Возможно, на идейном горизонте романа Платонова где-то еще мелькают постники-пустынники. Но если их делом было подвижничество (духовная борьба) среди пустыни, то делом чевенгурцев является пост как пожирающая пустота. Знают ли они вообще, что постятся и что революция, собственно, состоит из их поста? Новый пролетариат, несомненно, ничего не подозревает. Большевики же, конечно, программно начали строить этот пост через уничтожение буржуазии, организовав ей «второе пришествие». Но пост чевенгурских большевиков стал реальностью уже тогда, когда они только начинают его провозглашать. Когда Чепурный еще отмечает: «В нас же есть сознание правильного отношения к солнцу, а для труда у нас нужды нет» 281 , – пост, одновременно объединяющий людей и разделяющий их, давно вышел за пределы их революционного сознания.
281
Там же. С. 295.
В текстах Гоголя, Чернышевского и Толстого аскеза становится дискурсивной и художественной возможностью. Взятие индивидуального контроля над говением и разговением сопровождается здесь глубоким кризисом героя, доводя его до сумасшествия и до грани самоубийства или, как в случае Чернышевского, до растворения героя как персонажа (Рахметов оказывается «орудием» в руках рассказчика).

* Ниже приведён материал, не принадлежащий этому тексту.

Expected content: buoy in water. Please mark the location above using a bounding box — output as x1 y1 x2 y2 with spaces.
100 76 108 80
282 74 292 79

Произведения Гоголя и Толстого создают парадоксальную, полностью никогда не реализируемую ценность безотчетности аскезы. Чернышевский показывает, наоборот, полную экономизацию упражнений Рахметова в смешном, почти фантастическом, а может быть, и карнавальном свете. Его ригорист является риторической «фигурой» (выражение рассказчика), которая ex negativo гарантирует индентификацию читателей с другими персонажами романа: новыми, но все же средними людьми. Предельное расширение поста как своего рода пространства борьбы мы видели в «Чевенгуре» Платонова. Большевики стратегически пользуются постным днем, чтобы на следующий день тем эффективнее истребить буржуазию (по-старому соблюдающую пост). С другой стороны, платоновский рассказчик, воспроизводя мысль одного из персонажей, объявляет «постной» новую пустоту Чевенгура. С постом или в пост коллективно играют революционеры. В этом смысле пост в их руках – весьма «отчетный» и даже в высшей степени расчетливый. Но в отличие от целесообразной игры с «орудием» Рахметовым и его гротескной диетой у Чернышевского пост у Платонова ничем и никем не контролируется. Он то, что остается от милленаристического плана. Аскеза превращается из традиционного ритуала-упражнения в кошмарное событие.